The normal use case for indexed views is aggregations (eg COUNT_BIG
, SUM
with GROUP BY
etc) or complex formulas / calculations you want to keep in one place but do not want to use a computed column. Basically the indexed view would look different to the base table, or to put it another way, you can do things with indexed views you can't do with a base table.
If you created an indexed view that is simply the base table and a unique clustered index (which is compulsory for an indexed view), then conceptually it is a duplicate of the base table and you may have missed the point of indexed views as described above. You have also incurred a considerable index maintenance overhead for no reason.
Indexed View matching, the feature by which the Query Optimizer will use an indexed view even if it is not referenced in the query, (provided that view can 'answer the question') is harder than normal index selection so you also incur a risk of this not happening. Although in your case where the view is a duplicate of the table it is irrelevant. Indexed view matching is also an Enterprise edition feature, although you can override this with the NOEXPAND
hint in Standard edition.
None of this is a concern for a conventional non-clustered index which may or may not be used depending on a large number of factors, although selection is probably more straightforward than for indexed views.
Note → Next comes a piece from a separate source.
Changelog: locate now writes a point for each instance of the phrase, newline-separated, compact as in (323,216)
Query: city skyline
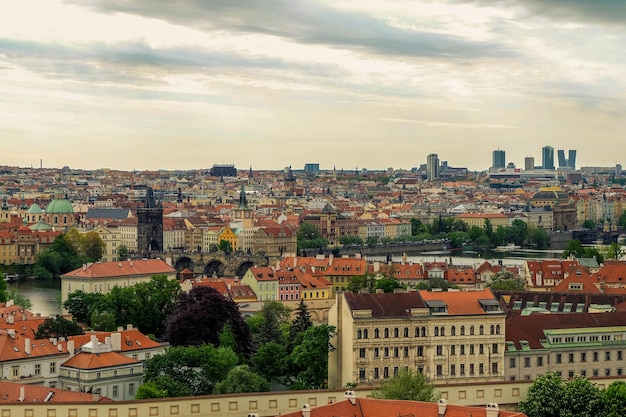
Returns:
(138,86)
In summary, an indexed view implemented as you describe is simply an unnecessary duplicate of the base table. I would be very careful about implementing them, unless there was a specific use case/example where it was shown to be significantly faster using an indexed view, and/or you can live with the overhead having trialled it extensively with your other workloads.
Indexed views do have their uses and there are some interesting discussions on them recently here, here and here.